We have tried updating to 5.7.10 and still experience the same issue. 
Downgrading to 5.3.x fixes the problem.

Please let me know if you need any other data.  I've also created a ticket on 
bugzilla: https://bugzilla.kernel.org/show_bug.cgi?id=208685
Looking through dmesg we found the following error message:
[819876.687024] ------------[ cut here ]------------
[819876.687038] WARNING: CPU: 22 PID: 434 at kernel/rcu/tree.c:1358 
rcu_advance_cbs_nowake+0x53/0x60
[819876.687038] Modules linked in: binfmt_misc(E) intel_rapl_msr(E) 

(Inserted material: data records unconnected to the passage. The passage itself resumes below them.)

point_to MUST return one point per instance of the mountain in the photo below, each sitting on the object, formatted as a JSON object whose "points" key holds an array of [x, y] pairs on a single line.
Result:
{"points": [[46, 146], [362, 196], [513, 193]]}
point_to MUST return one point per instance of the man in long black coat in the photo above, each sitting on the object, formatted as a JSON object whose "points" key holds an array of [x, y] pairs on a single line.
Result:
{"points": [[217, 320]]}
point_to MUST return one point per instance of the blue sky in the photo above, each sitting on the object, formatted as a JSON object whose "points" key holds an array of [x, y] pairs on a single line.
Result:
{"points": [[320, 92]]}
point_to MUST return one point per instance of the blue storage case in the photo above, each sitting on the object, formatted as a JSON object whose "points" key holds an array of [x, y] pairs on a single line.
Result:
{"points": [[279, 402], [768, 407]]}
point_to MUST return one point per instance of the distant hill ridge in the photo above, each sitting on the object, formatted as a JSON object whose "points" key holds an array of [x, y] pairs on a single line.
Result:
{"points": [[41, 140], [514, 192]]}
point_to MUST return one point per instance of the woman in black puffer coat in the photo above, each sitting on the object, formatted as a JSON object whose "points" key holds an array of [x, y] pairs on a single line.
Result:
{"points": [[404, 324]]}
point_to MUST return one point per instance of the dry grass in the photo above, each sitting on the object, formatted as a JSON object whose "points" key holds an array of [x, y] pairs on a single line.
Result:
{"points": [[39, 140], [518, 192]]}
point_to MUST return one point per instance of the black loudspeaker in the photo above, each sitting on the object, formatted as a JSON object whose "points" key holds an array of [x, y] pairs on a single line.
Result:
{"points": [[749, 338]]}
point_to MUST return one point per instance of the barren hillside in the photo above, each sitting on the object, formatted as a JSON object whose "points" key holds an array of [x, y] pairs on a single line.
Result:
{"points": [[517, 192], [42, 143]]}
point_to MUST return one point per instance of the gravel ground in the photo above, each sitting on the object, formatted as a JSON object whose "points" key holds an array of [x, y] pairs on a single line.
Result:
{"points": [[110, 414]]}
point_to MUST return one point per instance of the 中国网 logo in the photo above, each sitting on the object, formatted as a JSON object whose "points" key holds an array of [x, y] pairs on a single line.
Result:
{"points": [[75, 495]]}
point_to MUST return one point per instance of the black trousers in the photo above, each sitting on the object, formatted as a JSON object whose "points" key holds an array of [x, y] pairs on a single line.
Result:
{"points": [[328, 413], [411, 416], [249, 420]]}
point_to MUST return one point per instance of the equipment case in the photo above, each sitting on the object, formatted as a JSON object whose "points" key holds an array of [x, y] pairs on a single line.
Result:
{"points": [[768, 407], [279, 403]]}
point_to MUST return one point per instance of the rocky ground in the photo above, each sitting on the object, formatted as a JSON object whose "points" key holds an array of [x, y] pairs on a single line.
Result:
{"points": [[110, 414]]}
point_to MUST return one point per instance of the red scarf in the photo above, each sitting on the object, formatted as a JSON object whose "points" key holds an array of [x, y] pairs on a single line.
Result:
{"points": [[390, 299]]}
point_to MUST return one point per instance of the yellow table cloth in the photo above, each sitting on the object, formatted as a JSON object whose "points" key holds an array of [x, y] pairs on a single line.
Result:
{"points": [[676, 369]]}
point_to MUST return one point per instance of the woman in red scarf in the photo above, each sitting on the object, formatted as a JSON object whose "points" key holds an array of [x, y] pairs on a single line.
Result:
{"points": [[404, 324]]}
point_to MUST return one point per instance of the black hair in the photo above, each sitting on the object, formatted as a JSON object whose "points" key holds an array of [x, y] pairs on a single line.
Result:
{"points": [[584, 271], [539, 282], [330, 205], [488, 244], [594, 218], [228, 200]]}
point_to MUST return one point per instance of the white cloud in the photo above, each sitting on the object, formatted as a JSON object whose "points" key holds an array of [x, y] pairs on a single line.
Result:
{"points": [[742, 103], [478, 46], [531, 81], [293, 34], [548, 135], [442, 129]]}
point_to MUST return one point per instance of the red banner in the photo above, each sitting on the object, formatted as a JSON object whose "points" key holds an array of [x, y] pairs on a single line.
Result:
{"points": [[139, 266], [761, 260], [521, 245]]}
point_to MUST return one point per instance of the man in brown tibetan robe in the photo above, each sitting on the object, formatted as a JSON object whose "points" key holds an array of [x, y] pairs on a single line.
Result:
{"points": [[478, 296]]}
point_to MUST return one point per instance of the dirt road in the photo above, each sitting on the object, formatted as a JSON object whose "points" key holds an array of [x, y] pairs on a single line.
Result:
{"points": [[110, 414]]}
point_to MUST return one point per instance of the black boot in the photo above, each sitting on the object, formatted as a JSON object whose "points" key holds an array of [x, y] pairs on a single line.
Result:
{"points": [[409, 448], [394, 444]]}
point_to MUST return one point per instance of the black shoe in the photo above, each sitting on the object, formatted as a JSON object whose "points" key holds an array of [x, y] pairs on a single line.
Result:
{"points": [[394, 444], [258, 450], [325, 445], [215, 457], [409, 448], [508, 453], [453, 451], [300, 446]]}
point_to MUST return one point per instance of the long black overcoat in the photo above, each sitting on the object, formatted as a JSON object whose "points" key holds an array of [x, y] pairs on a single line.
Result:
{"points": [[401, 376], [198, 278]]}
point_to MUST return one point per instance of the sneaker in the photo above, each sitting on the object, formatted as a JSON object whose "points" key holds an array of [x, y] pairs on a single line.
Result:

dell_smbios(E) wmi_bmof(E) dell_wmi_descriptor(E) sr_mod(E) cdrom(E) dcdbas(E) 
xt_comment(E) xt_multiport(E) ip6t_rpfilter(E) ip6t_RE
JECT(E) nf_reject_ipv6(E) ipt_REJECT(E) nf_reject_ipv4(E) xt_conntrack(E) 
ebtable_nat(E) ebtable_broute(E) ip6table_nat(E) ip6table_mangle(E) 
ip6table_security(E) ip6table_raw(E) iptable_nat(E) nf_nat(
E) iptable_mangle(E) iptable_security(E) iptable_raw(E) nf_conntrack(E) 
nf_defrag_ipv6(E) nf_defrag_ipv4(E) ip_set(E) nfnetlink(E) ebtable_filter(E) 
ebtables(E) ip6table_filter(E) ip6_tables(E) iptable
_filter(E) intel_rapl_common(E) vfat(E) fat(E) skx_edac(E) nfit(E) libnvdimm(E) 
x86_pkg_temp_thermal(E) intel_powerclamp(E) coretemp(E) kvm(E) irqbypass(E) 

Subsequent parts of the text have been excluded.